H.2 SVG Content Accessibility Guidelines
This section explains briefly how authors can create
accessible SVG documents; it summarizes Accessibility Features of SVG
[SVG-ACCESS].
- Provide text equivalents for
graphics.
-
- When the text content of a graphic (e.g., in a
‘text’ element) explains its function, no text
equivalent is required. Use the ‘title’ child element
to explain the function of ‘text’ elements whose meaning
is not clear from their text content.
- When a graphic does not include explanatory text
content, it requires a text equivalent. If the equivalent
is complex, use the ‘desc’ element, otherwise
use the ‘title’ child element.
- If a graphic is built from meaningful parts, build
the description from meaningful parts.
- Do not rely on color alone.
-
- Do not use color alone to convey information.
- Ensure adequate color contrast. Use style sheets so
that users who require certain color combinations may
apply them through user style sheets.
- Use markup and style sheets and do so
properly.
-
- Represent text as character data, not as images or
curves. Style text with fonts. Authors may describe their
own fonts in SVG.
- Separate structure from presentation.
- Use the ‘g’ element and rich
descriptions to structure SVG documents. Reuse named
objects.
- Publish highly-structured documents, not just
graphical representations. Documents that are rich in
structure may be rendered graphically, as speech, or as
braille.

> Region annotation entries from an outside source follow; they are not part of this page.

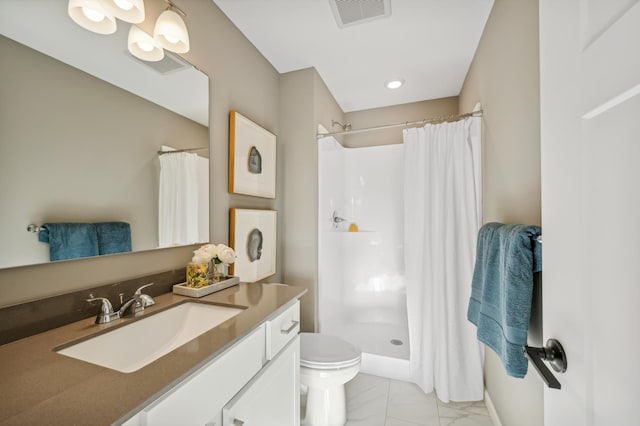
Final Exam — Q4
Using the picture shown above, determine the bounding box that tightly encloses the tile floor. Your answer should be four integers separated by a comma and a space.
346, 373, 493, 426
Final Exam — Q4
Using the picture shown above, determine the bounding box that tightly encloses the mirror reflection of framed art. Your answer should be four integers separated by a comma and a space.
229, 209, 277, 282
229, 111, 276, 198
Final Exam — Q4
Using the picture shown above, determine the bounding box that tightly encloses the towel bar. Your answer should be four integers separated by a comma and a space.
522, 339, 567, 389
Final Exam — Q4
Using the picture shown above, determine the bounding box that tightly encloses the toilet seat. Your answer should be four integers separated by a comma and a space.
300, 333, 362, 370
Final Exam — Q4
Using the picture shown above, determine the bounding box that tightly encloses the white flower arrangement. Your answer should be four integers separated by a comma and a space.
191, 244, 236, 265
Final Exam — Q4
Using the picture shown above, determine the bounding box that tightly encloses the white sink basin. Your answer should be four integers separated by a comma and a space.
56, 302, 242, 373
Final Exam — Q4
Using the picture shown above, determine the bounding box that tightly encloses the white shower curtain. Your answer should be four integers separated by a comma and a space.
158, 152, 199, 247
404, 117, 484, 402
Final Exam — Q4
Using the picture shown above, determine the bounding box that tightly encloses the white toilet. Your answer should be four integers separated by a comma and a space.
300, 333, 362, 426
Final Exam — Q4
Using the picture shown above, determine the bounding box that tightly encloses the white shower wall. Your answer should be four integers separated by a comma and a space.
318, 138, 409, 380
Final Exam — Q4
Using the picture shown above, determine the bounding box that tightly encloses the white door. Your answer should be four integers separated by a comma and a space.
540, 0, 640, 426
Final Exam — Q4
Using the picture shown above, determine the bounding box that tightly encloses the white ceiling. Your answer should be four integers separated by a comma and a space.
213, 0, 493, 112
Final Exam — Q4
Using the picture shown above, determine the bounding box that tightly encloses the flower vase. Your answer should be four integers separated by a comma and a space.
209, 260, 224, 283
186, 263, 209, 288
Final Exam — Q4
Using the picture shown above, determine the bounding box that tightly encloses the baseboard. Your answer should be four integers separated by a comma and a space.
484, 389, 502, 426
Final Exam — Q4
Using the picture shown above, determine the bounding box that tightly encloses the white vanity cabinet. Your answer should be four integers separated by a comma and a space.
123, 301, 300, 426
222, 303, 300, 426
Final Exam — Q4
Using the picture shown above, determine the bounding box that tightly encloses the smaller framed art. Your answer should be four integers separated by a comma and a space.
229, 111, 276, 198
229, 209, 277, 283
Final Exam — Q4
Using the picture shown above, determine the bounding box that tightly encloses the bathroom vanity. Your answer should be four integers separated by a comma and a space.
0, 283, 306, 426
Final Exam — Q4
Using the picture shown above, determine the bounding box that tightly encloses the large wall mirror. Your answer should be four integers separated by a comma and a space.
0, 0, 209, 268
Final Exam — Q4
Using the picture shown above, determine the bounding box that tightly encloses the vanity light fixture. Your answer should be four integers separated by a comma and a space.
67, 0, 116, 34
103, 0, 144, 24
127, 25, 164, 62
384, 78, 404, 90
153, 0, 189, 53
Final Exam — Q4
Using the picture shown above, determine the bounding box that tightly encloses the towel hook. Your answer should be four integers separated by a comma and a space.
522, 339, 567, 389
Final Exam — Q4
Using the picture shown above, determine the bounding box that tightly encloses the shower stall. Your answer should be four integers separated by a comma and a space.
318, 137, 410, 380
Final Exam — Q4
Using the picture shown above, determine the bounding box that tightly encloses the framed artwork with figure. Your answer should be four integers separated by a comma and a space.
229, 209, 277, 283
229, 111, 276, 198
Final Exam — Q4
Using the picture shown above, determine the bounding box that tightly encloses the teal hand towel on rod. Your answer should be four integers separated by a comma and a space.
38, 223, 98, 261
94, 222, 131, 255
467, 222, 542, 378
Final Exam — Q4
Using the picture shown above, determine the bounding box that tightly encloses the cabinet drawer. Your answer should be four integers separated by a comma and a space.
140, 324, 265, 426
266, 300, 300, 360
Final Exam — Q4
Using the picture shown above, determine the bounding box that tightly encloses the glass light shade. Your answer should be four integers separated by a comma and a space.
103, 0, 144, 24
67, 0, 116, 34
153, 10, 189, 53
127, 25, 164, 62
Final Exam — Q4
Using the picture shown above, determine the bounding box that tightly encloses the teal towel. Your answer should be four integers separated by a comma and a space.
94, 222, 131, 255
467, 222, 542, 378
38, 223, 98, 261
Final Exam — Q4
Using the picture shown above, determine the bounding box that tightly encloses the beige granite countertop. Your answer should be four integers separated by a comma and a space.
0, 283, 306, 425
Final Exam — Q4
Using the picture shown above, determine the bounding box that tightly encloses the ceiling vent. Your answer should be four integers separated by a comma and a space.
329, 0, 391, 28
126, 49, 192, 74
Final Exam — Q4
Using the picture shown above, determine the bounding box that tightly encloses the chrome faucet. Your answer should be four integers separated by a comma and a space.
331, 210, 347, 229
87, 283, 156, 324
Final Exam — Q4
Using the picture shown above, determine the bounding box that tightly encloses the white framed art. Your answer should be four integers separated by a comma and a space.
229, 111, 276, 198
229, 209, 277, 283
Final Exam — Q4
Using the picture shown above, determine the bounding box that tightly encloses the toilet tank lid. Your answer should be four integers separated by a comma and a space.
300, 333, 362, 363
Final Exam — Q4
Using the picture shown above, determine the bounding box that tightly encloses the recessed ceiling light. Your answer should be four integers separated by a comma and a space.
384, 78, 404, 89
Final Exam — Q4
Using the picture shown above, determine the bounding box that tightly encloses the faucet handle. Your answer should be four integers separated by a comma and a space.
87, 297, 113, 314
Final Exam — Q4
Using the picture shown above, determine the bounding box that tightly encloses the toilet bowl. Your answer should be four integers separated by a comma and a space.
300, 333, 362, 426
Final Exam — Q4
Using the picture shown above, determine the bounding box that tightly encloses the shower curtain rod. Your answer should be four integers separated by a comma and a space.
158, 147, 209, 155
316, 109, 482, 139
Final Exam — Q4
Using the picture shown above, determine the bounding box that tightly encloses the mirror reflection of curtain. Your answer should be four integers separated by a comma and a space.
158, 152, 200, 247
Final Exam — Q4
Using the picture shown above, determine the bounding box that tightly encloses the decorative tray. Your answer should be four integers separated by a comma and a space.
173, 276, 240, 297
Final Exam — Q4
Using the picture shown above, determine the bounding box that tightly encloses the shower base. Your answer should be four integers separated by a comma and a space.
321, 323, 410, 381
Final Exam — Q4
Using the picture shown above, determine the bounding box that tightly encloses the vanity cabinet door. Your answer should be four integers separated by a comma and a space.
222, 336, 300, 426
267, 300, 300, 360
139, 324, 265, 426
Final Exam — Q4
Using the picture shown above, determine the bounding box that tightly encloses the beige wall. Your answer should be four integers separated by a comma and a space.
344, 96, 458, 148
0, 0, 282, 306
460, 0, 543, 426
278, 68, 343, 331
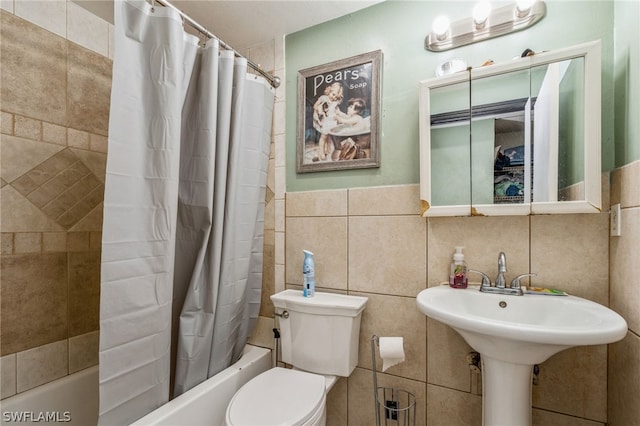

For example, express mathematical relationships
in MathML
[MATHML] and use
SVG for explanatory graphics.
- Author documents that validate to the SVG
grammar.
- Use style sheets to specify graphical and aural
presentation.
- Use relative units in style sheets.
- Clarify natural language
usage.
-
- Use ‘xml:lang’ to identify the
natural language of content and changes in natural
language.
- Ensure that dynamic content is
accessible.
-
- Ensure that text equivalents for dynamic content are
updated when the dynamic content changes.
- Ensure that SVG documents are usable when scripts or
other programmatic objects are turned off or not
supported.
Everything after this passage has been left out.